Animals don’t just do nothing.
A lion prostrated under a tree in the heat of the day isn’t doing nothing. It is resting during the hottest hours, conserving energy for when conditions are more favourable. A tortoise spending the majority of the winter in a hole or under a log might have a greatly slowed heart beat and its metabolic rate might be exceptionally low, but it is simply avoiding the harsh conditions that its surroundings are presenting it with at the time.
My point is simply that there is a purpose in whatever animals do. Even behaviour that we might not be able to interpret properly has some method behind it; just because we don’t understand it doesn’t mean the animal is doing something at random. I don’t know how much of a thought process there is in some of Londolozi’s inhabitants (I am speaking more about the mammals than anything else), particularly the big cats, but I think as humans we often credit them with more intelligence than they deserve. By “intelligence”, I’m talking more about the rational and cognitive kind that humans possess (at least most of them), and the mistake we make with animals is that we provide our own motives and reasoning in a situation when the animal is actually responding to cues which we are in no way able to detect or appreciate ourselves.
I’m sure many people will want to shout me down on this, given the way some lion hunts seem to be perfectly orchestrated plans, but I’m pretty sure that a combination of instinct, learned behaviour and a response to stimuli (that wild animals are far more sensitive to than we are) is what drives almost all animal behaviour, from a relatively intelligent elephant down to a tiny elephant shrew. Okay we are opening a whole new can of worms if we start looking at elephant intelligence, but that’s not really what this is about. I am simply stating that animals always have reasons for what they do.

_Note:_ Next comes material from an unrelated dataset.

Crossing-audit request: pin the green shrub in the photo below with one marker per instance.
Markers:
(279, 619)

This brings me to my next point. Which is that none of the reasons an animal does things are for our benefit as people.
We are fortunate to be observers of the beauty that the natural world has placed in front of us. Sometimes we are caretakers, sometimes we are ambassadors, but at a place like Londolozi we limit ourselves to being on the outside, looking in. The window into nature that we are privileged to be able to look through on a daily basis here should remain just that; a portal through which we view and ideally are slightly separated by.
Stories unfold, leopards come and go, cubs survive or get killed and we immerse ourselves in the fascinating saga that is the wild, but all the while the animals are going about their lives as if they were oblivious to our presence. This isn’t quite the case, as they do see, hear and smell us when we are out in their environment, but they generally pay us no attention, and they certainly don’t do anything to ingratiate themselves with us. As I mentioned in a post on the 4:4 male’s death, if we were to pack up one day and simply disappear, life for the animals would continue on as normal.

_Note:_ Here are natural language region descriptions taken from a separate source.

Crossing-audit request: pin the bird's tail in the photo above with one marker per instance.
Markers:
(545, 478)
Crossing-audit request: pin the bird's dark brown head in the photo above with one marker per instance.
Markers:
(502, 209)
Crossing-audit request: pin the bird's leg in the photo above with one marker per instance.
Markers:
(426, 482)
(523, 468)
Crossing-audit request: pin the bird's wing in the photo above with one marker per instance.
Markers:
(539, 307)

As humans the tendency is often to anthropomorphise, projecting our feelings onto the animals we observe going about their daily lives. “That leopard is arrogantly surveying his territory”, or “The cheetah posed beautifully on the log for a photo”.
Who are we to ascribe emotions to animals when frankly we don’t know what they’re feeling? Or whether they’re capable of feeling the emotions we place on them. Or if they’re even feeling anything at all!

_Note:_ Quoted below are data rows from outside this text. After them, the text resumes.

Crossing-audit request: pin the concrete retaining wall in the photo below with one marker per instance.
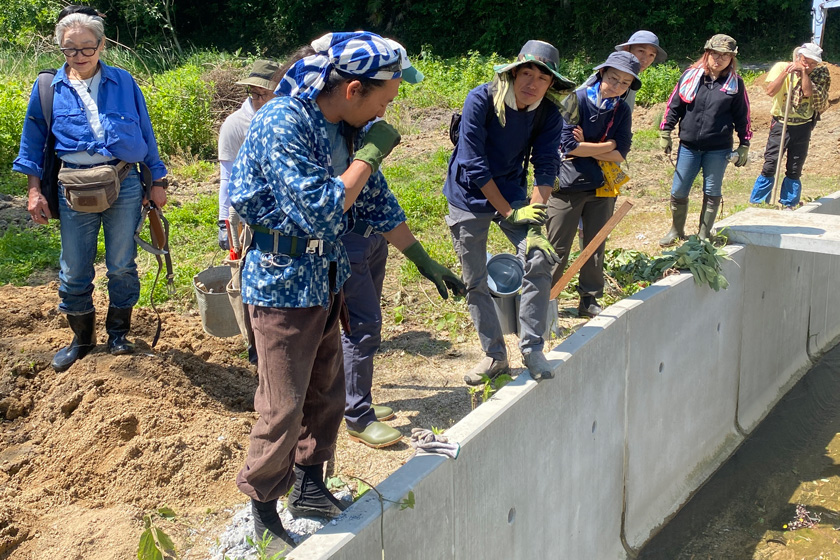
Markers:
(648, 400)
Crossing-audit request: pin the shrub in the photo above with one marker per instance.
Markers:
(179, 107)
(657, 83)
(14, 96)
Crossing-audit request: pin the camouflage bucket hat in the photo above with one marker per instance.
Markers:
(543, 54)
(722, 43)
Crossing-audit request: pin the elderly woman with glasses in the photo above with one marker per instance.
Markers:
(602, 135)
(709, 102)
(99, 118)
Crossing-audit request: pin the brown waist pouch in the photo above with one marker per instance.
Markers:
(93, 189)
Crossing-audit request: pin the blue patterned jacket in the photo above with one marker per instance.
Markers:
(283, 179)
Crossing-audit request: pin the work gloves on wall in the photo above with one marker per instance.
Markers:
(536, 240)
(533, 214)
(665, 141)
(438, 274)
(379, 140)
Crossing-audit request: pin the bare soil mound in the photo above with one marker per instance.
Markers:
(113, 433)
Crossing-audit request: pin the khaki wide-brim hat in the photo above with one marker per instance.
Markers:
(261, 75)
(543, 54)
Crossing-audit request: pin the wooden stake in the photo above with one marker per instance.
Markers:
(590, 249)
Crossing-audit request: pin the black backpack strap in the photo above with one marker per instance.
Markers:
(49, 177)
(539, 120)
(46, 92)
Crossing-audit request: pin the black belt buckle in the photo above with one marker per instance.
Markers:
(315, 246)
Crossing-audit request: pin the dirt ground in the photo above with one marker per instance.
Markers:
(85, 453)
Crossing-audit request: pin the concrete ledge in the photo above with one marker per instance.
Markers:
(649, 399)
(800, 231)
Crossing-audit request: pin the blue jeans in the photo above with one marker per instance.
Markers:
(79, 233)
(689, 163)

For the majority of their lives, wild animals are governed primarily by an instinctual stimulus-response loop. Hungry? Go hunting, or eat some grass if you’re a grazer. Hear a rival lion roaring in the distance? Roar back. They have the luxury of not being bound up in a sometimes confusing thought process like we humans often are.
When a cheetah hunts, it will often climb onto a prominent feature like a termite mound or fallen tree in order to scan for prey or potential danger. Although the act of jumping up somewhere high can provide incredible photographic opportunities, the cheetah is simply behaving in a natural way, the same way it would behave if there were no photographers within a hundred kilometres. Whilst up there, it is looking around for danger, smelling for the scent of a rival, or possibly marking territory and scratching its claws on the bark. “Posing” – which implies it is doing it for our benefit – is most certainly not one of the things that it is doing.
It is all too easy to forget that despite the thrill, the joy, the excitement, and – dare I say it, entertainment – that we get from watching these animals live out their lives and interact with each other, none of this is what they are actually there for.
They are there simply to live out their lives, and we can be grateful that they allow us the privilege of bearing witness to it.